Há um modo de falar, no nosso cotidiano, adequado às diferentes regiões, às diferentes relações sociais, psicológicas, antropológicas etc. (...) Estão, então, liberados "o cafezim" o "libera nóis", o "oxente"... em nome da espontaneidade e contra a boçalidade. Quanto à escrita, há também milhões de possibilidades. (...) Por isso, os dicionários, as gramáticas não dão conta dos neologismos de gênios como Dante Aliguieri, e a arte literária brasileira foi abençoada pela obra Grande Sertão: Veredas do mineiro Guimarães Rosa (...).

O verdadeiro conhecimento de lingüística, assim como a liberdade criativa desses autores, entre outros atributos - a humildade, por exemplo -, fortaleceram seus gênios.(...).
Não se trata somente de um conselho para os meus bons alunos, mas de um alerta para que saibam o que seguir: todos devem dominar a língua padrão, quanto a isso não há a menor dúvida, mas não para reproduzi-la feito papagaios - patologicamente ou por pura boçalidade -, mas reinventá-la de modo sensível, com graça e com arte, quiçá com as mesmas de Dante ou de Guimarães Rosa (...).

Estes, sim, são eternos; os medíocres, não.
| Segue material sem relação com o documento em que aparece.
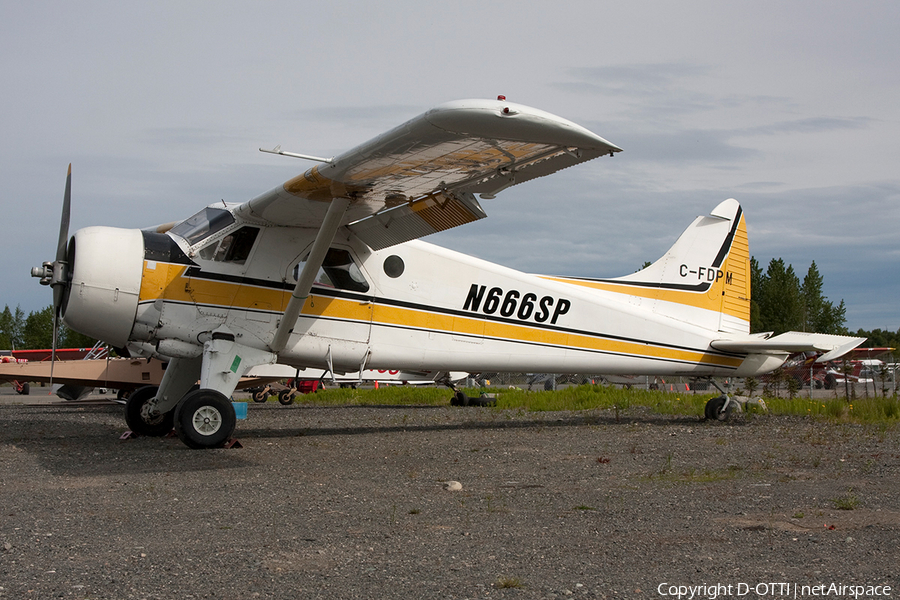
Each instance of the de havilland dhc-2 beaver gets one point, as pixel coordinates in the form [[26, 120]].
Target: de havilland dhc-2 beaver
[[326, 271]]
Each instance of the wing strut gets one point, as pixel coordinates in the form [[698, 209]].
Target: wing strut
[[326, 234]]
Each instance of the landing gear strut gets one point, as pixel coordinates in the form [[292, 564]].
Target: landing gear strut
[[720, 407]]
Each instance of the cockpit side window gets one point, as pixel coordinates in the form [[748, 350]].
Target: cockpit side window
[[202, 225], [233, 248], [338, 270]]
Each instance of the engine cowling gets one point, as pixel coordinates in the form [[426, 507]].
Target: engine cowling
[[106, 267]]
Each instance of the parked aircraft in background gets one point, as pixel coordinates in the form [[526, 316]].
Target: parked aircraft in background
[[325, 271]]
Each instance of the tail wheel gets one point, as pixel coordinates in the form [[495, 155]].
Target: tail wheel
[[155, 427], [204, 419]]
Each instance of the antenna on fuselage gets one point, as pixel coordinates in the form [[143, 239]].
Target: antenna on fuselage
[[278, 150]]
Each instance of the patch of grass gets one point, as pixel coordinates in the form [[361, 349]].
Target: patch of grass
[[884, 412]]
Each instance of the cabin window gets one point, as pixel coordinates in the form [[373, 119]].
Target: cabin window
[[233, 248], [338, 271], [202, 225]]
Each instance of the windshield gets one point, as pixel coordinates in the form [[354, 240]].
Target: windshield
[[203, 224]]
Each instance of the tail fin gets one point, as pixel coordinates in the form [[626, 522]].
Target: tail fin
[[708, 268]]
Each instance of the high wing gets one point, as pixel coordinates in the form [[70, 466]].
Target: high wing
[[421, 177]]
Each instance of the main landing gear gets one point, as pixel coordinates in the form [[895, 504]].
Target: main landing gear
[[722, 407]]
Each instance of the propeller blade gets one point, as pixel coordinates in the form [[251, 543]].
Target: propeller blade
[[60, 267], [64, 221]]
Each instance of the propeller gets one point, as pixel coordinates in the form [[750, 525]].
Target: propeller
[[56, 273]]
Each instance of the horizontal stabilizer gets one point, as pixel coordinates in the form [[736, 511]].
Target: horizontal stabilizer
[[833, 346]]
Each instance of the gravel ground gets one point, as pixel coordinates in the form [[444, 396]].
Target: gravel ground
[[351, 502]]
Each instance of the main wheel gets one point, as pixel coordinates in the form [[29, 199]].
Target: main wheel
[[714, 412], [204, 419], [156, 427]]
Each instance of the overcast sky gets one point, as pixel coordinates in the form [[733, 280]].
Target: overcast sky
[[792, 108]]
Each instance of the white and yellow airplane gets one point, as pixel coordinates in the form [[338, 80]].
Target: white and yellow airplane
[[326, 271]]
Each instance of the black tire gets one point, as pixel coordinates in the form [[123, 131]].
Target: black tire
[[157, 427], [714, 412], [204, 419], [459, 399]]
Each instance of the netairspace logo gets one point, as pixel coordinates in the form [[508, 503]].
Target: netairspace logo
[[772, 590]]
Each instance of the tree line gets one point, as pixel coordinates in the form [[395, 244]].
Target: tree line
[[18, 332]]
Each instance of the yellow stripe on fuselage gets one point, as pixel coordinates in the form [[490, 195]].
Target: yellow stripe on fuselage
[[730, 294]]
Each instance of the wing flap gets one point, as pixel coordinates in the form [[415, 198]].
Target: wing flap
[[422, 217]]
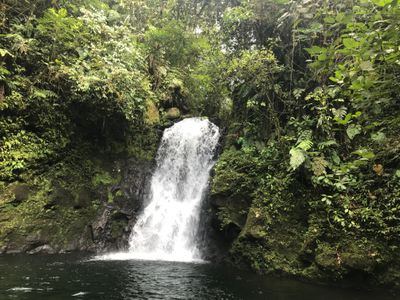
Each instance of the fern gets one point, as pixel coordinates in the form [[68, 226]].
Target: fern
[[305, 145], [297, 157]]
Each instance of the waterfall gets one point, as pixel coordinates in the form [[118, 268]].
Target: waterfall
[[168, 225]]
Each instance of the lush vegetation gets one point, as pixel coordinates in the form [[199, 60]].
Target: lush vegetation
[[307, 92]]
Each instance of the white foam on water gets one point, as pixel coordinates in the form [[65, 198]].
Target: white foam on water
[[167, 228]]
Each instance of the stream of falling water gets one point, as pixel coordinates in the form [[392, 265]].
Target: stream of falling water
[[167, 228]]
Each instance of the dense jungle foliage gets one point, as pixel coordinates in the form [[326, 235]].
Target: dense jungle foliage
[[306, 91]]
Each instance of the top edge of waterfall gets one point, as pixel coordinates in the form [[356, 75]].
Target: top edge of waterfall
[[167, 228]]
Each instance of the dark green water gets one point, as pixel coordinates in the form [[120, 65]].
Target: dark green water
[[74, 277]]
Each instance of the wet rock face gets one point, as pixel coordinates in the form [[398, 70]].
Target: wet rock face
[[83, 216], [110, 230]]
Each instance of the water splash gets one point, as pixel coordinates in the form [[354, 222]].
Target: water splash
[[167, 228]]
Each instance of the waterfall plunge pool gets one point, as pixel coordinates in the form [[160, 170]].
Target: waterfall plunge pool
[[76, 276]]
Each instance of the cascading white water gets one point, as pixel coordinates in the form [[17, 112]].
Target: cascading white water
[[167, 227]]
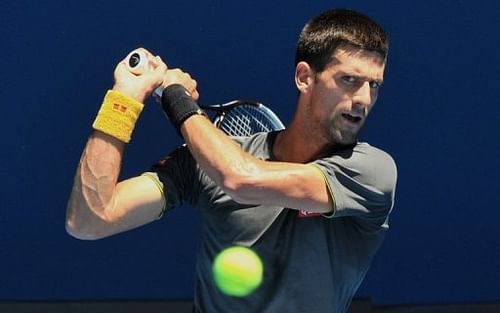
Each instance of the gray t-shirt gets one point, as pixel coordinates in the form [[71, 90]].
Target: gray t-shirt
[[312, 263]]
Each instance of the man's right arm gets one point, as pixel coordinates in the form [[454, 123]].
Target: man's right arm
[[99, 206]]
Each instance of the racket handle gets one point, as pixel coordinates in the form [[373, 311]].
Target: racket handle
[[137, 63]]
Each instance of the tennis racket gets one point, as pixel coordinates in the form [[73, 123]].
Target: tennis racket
[[235, 118]]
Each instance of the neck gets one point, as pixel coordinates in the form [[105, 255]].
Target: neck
[[295, 145]]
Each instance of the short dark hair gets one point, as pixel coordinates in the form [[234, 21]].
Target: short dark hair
[[334, 29]]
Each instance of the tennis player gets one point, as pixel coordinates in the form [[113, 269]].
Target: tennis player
[[312, 200]]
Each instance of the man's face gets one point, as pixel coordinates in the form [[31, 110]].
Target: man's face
[[343, 94]]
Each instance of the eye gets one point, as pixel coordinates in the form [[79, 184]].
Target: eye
[[349, 80], [375, 84]]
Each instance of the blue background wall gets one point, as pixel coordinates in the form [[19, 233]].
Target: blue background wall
[[437, 115]]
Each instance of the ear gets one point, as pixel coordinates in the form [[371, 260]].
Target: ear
[[303, 76]]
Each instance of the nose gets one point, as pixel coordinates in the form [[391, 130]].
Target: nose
[[363, 96]]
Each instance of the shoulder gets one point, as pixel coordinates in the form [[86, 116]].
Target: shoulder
[[258, 144], [365, 164]]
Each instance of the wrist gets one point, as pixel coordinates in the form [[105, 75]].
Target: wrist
[[179, 105], [118, 114], [131, 92]]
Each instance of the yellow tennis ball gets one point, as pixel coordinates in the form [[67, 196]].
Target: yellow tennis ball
[[237, 271]]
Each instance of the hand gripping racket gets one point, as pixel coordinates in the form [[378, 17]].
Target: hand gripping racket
[[235, 118]]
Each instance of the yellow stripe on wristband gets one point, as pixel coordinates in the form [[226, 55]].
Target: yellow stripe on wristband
[[118, 115]]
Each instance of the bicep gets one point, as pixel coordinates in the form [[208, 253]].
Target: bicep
[[136, 201], [291, 185]]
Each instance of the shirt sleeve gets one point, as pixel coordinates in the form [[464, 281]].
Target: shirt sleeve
[[178, 174], [362, 183]]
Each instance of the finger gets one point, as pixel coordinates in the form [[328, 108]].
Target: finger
[[157, 61], [195, 95]]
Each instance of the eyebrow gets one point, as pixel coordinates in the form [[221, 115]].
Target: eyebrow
[[358, 75]]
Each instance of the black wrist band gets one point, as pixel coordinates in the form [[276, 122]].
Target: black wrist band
[[178, 105]]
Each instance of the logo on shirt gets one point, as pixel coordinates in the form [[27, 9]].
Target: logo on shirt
[[306, 214]]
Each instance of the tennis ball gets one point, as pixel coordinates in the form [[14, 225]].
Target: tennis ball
[[237, 271]]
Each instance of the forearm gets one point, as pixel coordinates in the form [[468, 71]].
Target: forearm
[[94, 184], [250, 180], [219, 156]]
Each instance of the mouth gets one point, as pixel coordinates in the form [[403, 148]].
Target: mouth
[[352, 118]]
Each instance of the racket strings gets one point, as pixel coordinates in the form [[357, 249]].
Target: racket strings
[[246, 120]]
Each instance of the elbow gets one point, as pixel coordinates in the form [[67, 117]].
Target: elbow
[[239, 188], [81, 233], [81, 229]]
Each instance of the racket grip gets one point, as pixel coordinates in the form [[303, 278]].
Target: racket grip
[[137, 63]]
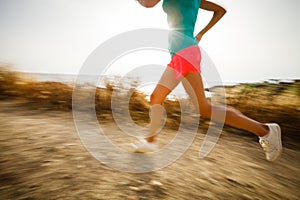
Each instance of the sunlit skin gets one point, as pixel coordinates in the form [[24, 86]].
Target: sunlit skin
[[194, 86]]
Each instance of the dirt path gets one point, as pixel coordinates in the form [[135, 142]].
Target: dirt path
[[42, 157]]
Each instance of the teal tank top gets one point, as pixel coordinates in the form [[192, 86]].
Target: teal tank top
[[181, 16]]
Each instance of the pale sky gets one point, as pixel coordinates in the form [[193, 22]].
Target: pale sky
[[256, 40]]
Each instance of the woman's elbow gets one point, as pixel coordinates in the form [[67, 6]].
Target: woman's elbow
[[148, 4]]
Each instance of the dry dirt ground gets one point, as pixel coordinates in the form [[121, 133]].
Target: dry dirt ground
[[42, 157]]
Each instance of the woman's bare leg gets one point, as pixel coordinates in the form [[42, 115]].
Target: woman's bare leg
[[193, 85], [166, 84]]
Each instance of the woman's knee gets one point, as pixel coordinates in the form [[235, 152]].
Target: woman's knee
[[156, 98]]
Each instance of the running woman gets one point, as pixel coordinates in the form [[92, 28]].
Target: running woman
[[184, 67]]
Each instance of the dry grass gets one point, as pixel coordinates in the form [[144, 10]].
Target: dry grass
[[265, 102]]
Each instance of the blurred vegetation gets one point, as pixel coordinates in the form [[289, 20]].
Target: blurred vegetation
[[266, 102]]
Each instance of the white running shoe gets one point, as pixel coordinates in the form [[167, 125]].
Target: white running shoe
[[143, 146], [271, 143]]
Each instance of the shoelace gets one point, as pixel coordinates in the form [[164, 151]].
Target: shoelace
[[266, 145]]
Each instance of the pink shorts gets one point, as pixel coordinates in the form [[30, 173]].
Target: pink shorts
[[186, 60]]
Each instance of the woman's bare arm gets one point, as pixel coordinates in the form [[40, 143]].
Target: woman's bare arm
[[148, 3], [219, 12]]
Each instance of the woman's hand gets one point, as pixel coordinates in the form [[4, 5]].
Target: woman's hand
[[218, 11], [148, 3], [199, 36]]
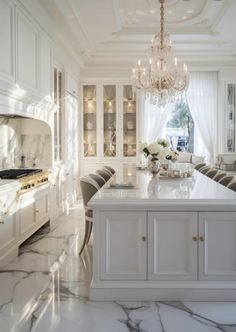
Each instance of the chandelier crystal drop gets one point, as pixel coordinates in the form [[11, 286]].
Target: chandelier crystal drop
[[162, 81]]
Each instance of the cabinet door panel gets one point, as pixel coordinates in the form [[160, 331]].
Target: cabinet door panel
[[26, 52], [6, 39], [217, 251], [27, 215], [123, 251], [45, 69], [41, 209], [171, 250], [8, 233]]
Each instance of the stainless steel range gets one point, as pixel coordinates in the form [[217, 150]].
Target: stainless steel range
[[29, 178]]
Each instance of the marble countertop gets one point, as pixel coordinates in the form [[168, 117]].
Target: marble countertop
[[154, 191]]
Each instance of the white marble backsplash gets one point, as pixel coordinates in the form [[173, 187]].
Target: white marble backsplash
[[36, 147]]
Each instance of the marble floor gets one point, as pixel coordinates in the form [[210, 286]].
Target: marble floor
[[46, 289]]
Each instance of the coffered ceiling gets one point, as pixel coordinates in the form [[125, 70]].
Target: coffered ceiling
[[115, 33]]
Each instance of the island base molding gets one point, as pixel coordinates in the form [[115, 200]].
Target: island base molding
[[144, 292]]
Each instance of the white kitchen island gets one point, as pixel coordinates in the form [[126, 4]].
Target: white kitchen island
[[165, 239]]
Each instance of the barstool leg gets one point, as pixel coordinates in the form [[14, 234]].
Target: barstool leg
[[90, 231], [86, 234]]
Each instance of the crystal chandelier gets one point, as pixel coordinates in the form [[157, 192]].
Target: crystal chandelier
[[162, 81]]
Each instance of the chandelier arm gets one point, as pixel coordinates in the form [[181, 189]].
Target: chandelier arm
[[162, 22], [162, 81]]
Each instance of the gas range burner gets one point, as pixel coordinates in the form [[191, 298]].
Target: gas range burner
[[17, 173]]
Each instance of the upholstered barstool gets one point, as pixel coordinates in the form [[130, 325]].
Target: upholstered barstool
[[98, 178], [211, 173], [89, 187], [219, 176], [198, 166], [204, 169], [104, 173], [110, 169], [226, 180]]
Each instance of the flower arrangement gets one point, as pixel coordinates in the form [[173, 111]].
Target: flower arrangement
[[160, 150]]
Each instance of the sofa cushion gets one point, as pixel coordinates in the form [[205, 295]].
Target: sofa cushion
[[196, 159], [226, 159]]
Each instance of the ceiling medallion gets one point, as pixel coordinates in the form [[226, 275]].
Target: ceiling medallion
[[162, 81]]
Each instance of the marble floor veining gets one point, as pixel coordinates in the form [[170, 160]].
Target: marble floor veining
[[46, 289]]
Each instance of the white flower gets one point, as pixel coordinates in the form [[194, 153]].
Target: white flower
[[142, 146], [154, 148], [165, 143]]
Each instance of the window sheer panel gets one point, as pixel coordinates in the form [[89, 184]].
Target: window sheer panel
[[154, 121], [202, 99]]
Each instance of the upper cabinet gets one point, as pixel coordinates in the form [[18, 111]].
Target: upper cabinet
[[6, 40], [129, 122], [90, 120], [109, 122], [26, 52], [25, 59], [230, 117]]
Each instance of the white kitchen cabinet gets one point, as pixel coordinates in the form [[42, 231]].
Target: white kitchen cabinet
[[123, 245], [26, 51], [8, 233], [172, 246], [45, 68], [71, 148], [110, 126], [7, 55], [55, 200], [217, 246], [33, 211]]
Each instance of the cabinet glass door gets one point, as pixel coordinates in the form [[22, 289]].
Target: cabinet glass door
[[129, 122], [109, 120], [90, 120], [230, 124]]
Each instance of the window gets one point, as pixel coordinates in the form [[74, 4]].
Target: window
[[180, 127]]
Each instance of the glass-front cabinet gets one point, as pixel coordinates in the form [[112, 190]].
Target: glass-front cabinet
[[109, 123], [90, 120], [230, 117], [129, 122]]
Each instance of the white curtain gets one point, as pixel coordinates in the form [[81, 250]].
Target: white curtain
[[202, 99], [153, 121]]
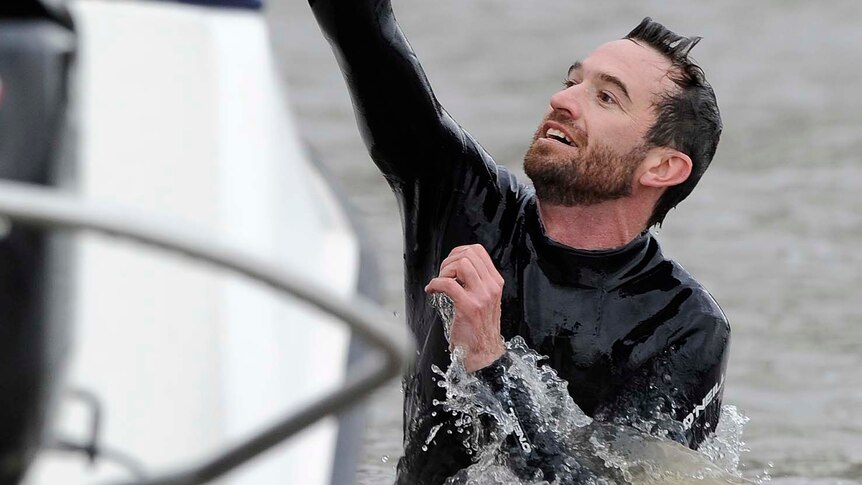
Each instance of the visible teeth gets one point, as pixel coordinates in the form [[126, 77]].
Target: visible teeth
[[558, 134]]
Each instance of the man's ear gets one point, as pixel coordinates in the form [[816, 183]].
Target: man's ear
[[665, 168]]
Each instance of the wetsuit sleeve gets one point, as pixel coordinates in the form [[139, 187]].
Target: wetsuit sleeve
[[407, 132], [678, 393]]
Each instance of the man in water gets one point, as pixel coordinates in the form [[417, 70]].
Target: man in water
[[570, 266]]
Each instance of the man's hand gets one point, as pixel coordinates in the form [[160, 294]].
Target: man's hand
[[469, 278]]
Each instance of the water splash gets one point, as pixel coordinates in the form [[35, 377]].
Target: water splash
[[546, 439]]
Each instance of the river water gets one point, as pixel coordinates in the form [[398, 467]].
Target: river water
[[773, 229]]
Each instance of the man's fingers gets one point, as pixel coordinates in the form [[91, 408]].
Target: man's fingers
[[480, 260], [463, 270], [489, 263]]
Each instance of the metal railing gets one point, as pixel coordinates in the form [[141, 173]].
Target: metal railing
[[43, 207]]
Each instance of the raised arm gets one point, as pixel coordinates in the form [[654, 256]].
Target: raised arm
[[407, 132]]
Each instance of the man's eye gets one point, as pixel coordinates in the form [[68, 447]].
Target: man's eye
[[606, 98]]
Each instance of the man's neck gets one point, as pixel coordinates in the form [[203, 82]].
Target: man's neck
[[606, 225]]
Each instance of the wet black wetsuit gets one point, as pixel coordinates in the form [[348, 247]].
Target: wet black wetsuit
[[632, 332]]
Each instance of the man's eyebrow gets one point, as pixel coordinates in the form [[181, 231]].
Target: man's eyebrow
[[608, 78]]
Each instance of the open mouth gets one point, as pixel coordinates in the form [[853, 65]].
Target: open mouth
[[555, 134]]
Apenas "intragáveis", hoje. Depois esquecidos, felizmente.
O fato, meus pequenos leitores, é que a velha professora, em seu ímpeto de vingança, mas sempre sábia, foi profética. Hoje a sociedade mineira a homenageia... e do marido ninguém se lembra. Ademais, entre os estudiosos da língua - incluindo Aglacy no seu perfeccionismo -, a sua teoria vem sendo validada em nome da arte, da boa comunicação e de um saber mais plástico, por isso, criativa e saudável.